Rafael Soriano, Washington Nationals: Give the Nationals credit for this surprise signing. With accomplished right-handers Drew Storen and Tyler Clippard already in place, the Nationals inked Soriano to a two-year deal. As with Boston's Bailey, plenty of fantasy owners in keeper leagues were dealt a jolt. How could Storen or Clippard get saves now? Soriano has experience in the NL East, walks are rarely a problem, and he joins a potential 100-win outfit, so he makes my top 10 closers with ease. Storen is the handcuff, but don't expect saves.

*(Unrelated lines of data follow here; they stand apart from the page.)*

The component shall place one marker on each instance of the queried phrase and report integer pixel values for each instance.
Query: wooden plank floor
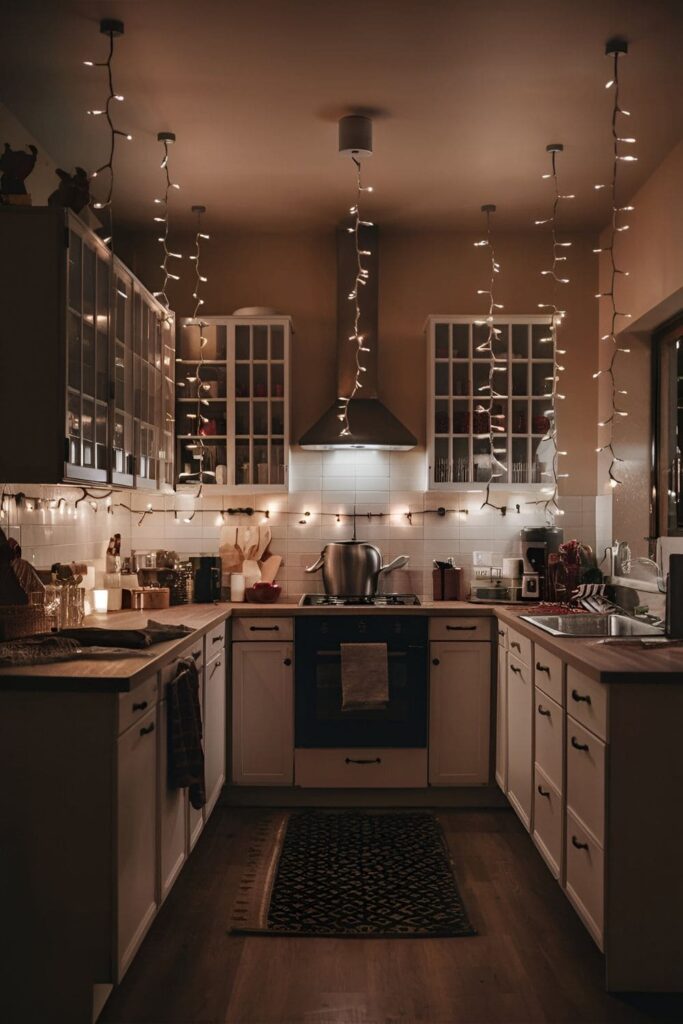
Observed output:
(532, 961)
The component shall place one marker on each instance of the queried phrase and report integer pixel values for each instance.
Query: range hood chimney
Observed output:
(372, 424)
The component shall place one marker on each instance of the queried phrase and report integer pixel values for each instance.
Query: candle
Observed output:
(237, 587)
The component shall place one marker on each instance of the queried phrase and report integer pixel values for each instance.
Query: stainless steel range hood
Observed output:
(372, 424)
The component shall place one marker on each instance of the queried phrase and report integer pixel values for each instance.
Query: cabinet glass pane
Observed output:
(519, 378)
(519, 347)
(74, 345)
(442, 464)
(542, 374)
(276, 418)
(541, 349)
(260, 342)
(461, 341)
(89, 374)
(520, 417)
(276, 462)
(441, 341)
(461, 460)
(461, 378)
(276, 345)
(441, 421)
(89, 283)
(75, 270)
(519, 462)
(242, 346)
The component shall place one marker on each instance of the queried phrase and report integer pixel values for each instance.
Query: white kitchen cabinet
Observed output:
(460, 713)
(520, 758)
(214, 729)
(136, 860)
(262, 714)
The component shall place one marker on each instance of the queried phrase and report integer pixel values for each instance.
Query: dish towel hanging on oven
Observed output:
(365, 676)
(185, 755)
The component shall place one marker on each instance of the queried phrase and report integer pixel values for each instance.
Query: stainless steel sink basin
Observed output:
(609, 625)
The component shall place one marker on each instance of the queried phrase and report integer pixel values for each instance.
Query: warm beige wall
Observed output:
(420, 273)
(652, 253)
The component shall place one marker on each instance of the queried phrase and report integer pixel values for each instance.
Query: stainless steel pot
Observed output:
(351, 568)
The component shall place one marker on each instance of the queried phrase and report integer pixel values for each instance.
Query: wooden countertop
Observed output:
(624, 662)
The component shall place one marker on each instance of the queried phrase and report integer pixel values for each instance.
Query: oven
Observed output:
(318, 716)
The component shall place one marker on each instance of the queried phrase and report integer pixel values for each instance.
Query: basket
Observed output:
(22, 621)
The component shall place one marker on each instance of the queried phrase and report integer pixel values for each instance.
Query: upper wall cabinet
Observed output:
(458, 375)
(85, 358)
(232, 406)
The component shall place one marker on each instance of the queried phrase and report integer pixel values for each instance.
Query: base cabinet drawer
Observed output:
(586, 777)
(360, 768)
(548, 815)
(585, 877)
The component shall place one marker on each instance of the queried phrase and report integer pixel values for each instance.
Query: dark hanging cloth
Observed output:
(185, 755)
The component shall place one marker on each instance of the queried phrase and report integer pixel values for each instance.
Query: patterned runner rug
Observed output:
(350, 873)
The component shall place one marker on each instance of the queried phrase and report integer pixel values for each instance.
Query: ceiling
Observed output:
(465, 94)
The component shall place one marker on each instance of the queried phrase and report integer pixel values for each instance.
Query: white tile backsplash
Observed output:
(325, 482)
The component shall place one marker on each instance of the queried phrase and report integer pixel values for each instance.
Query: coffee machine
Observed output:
(538, 543)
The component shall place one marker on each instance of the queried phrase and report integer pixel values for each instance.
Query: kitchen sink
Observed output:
(609, 625)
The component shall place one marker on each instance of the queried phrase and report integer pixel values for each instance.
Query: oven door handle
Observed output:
(337, 653)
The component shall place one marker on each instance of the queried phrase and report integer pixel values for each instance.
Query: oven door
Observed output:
(319, 719)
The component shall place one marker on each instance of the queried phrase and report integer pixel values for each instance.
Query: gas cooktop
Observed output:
(377, 601)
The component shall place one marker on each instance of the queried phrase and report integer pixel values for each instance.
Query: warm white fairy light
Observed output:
(497, 364)
(112, 28)
(195, 379)
(615, 48)
(555, 317)
(162, 218)
(360, 280)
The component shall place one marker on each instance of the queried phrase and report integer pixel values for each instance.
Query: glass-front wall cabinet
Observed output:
(232, 404)
(458, 381)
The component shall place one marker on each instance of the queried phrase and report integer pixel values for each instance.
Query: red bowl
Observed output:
(263, 595)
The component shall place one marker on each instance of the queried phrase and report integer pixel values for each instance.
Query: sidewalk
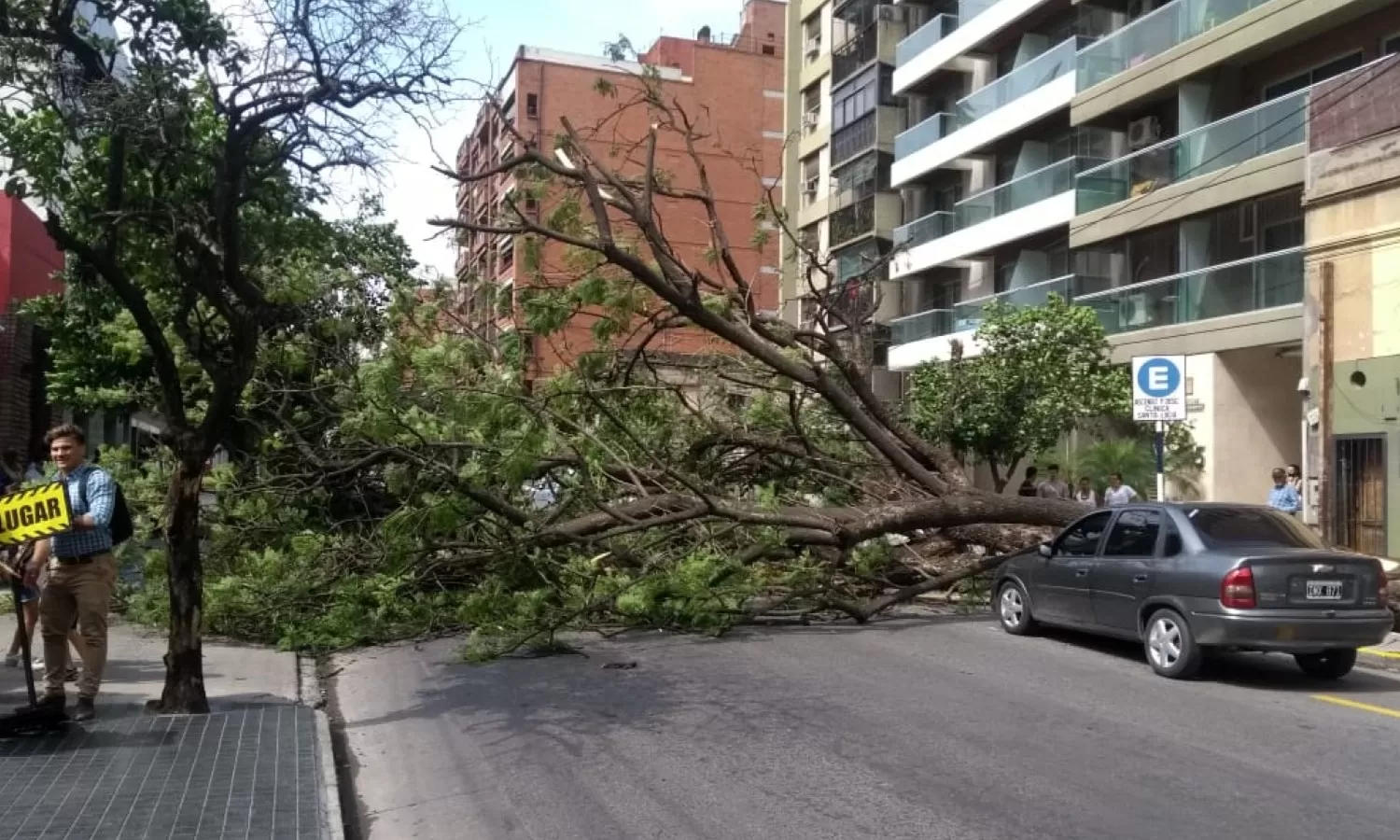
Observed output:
(254, 767)
(1383, 655)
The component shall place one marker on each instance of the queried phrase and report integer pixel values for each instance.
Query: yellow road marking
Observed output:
(1379, 652)
(1393, 713)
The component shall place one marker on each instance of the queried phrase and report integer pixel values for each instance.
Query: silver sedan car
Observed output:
(1187, 579)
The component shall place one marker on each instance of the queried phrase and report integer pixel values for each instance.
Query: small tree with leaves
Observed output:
(1042, 371)
(181, 171)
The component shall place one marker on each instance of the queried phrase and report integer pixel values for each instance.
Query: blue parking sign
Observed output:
(1158, 388)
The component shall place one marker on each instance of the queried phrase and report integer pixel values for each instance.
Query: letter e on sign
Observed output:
(1158, 388)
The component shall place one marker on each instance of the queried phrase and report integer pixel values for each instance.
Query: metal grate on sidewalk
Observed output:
(251, 773)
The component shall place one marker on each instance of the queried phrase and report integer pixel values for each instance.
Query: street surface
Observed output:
(904, 730)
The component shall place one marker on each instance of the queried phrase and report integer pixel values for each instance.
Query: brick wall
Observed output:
(28, 262)
(741, 146)
(1354, 106)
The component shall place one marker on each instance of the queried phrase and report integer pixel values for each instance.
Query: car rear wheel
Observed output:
(1014, 609)
(1170, 647)
(1330, 664)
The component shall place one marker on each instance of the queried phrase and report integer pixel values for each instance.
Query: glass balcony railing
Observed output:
(1033, 75)
(924, 325)
(999, 201)
(924, 229)
(1154, 34)
(924, 36)
(934, 128)
(1021, 192)
(1271, 126)
(1231, 288)
(969, 314)
(1022, 80)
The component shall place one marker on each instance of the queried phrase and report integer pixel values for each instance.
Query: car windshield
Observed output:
(1239, 526)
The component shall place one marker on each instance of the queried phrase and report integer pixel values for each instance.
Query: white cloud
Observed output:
(412, 192)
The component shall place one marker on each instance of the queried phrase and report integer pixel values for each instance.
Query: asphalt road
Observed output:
(904, 730)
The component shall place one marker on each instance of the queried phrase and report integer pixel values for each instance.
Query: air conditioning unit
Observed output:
(1144, 132)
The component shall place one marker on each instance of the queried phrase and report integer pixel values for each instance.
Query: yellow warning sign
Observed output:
(31, 514)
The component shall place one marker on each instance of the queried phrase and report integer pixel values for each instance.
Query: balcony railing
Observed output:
(1154, 34)
(854, 53)
(853, 221)
(924, 325)
(1231, 288)
(924, 36)
(999, 201)
(1033, 75)
(924, 229)
(1271, 126)
(934, 128)
(854, 137)
(969, 314)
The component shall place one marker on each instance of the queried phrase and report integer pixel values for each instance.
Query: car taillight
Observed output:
(1238, 588)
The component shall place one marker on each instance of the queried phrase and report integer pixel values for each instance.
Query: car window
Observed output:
(1133, 535)
(1223, 528)
(1172, 542)
(1081, 539)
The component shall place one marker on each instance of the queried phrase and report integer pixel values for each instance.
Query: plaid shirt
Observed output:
(94, 486)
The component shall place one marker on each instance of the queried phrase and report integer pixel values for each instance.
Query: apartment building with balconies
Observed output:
(728, 84)
(843, 119)
(1142, 159)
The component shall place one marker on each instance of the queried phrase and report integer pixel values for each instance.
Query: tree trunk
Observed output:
(184, 660)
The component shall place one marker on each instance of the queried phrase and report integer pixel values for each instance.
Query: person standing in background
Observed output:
(1055, 486)
(81, 571)
(1085, 493)
(1028, 487)
(1117, 493)
(1282, 496)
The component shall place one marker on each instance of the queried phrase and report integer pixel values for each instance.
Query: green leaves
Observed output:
(1043, 370)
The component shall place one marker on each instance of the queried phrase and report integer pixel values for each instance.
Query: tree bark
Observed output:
(184, 658)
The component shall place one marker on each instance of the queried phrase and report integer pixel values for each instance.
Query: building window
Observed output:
(811, 178)
(859, 97)
(1310, 77)
(811, 108)
(812, 38)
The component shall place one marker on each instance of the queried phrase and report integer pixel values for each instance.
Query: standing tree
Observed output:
(181, 173)
(1042, 372)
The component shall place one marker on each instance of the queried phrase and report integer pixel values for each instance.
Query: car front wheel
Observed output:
(1014, 609)
(1170, 647)
(1330, 664)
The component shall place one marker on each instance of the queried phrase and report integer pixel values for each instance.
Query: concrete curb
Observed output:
(311, 696)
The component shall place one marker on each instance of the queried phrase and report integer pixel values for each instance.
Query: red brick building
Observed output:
(28, 263)
(731, 86)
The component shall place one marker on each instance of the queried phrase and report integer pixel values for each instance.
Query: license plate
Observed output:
(1323, 590)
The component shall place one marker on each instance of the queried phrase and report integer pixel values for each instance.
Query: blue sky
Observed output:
(412, 192)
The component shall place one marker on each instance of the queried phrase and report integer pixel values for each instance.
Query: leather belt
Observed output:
(80, 559)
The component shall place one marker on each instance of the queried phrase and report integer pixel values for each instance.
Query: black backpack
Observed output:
(120, 526)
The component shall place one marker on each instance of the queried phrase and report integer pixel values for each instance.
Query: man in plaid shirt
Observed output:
(81, 570)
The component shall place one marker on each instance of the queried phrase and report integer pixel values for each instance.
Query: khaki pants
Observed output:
(83, 591)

Ryan Madson, Los Angeles Angels: He missed 2012 after Tommy John surgery, and while there's no proof he'll leapfrog Ernesto Frieri for ninth-inning duties, manager Mike Scioscia has options. Frieri didn't allow a run over a two-month period after the trade from San Diego, but he has a propensity for walking batters, and when hitters make contact, it tends to go a long way, as he permitted nine home runs, seven in the second half. I think Madson leads the team in saves, though Frieri and Scott Downs have experience as well.
Joakim Soria, Rangers: Joe Nathan is coming off a tremendous season, and there's little reason for concern in 2013, but Soria, coming off his second Tommy John surgery, boasts a 2.40 career ERA with 160 saves. He's more interesting for keeper/dynasty formats, as he could miss half of 2013 recovering and Nathan could be elsewhere by 2014, so pay attention to this situation. Neftali Feliz could also factor in if he struggles as a starter upon his return from Tommy John surgery.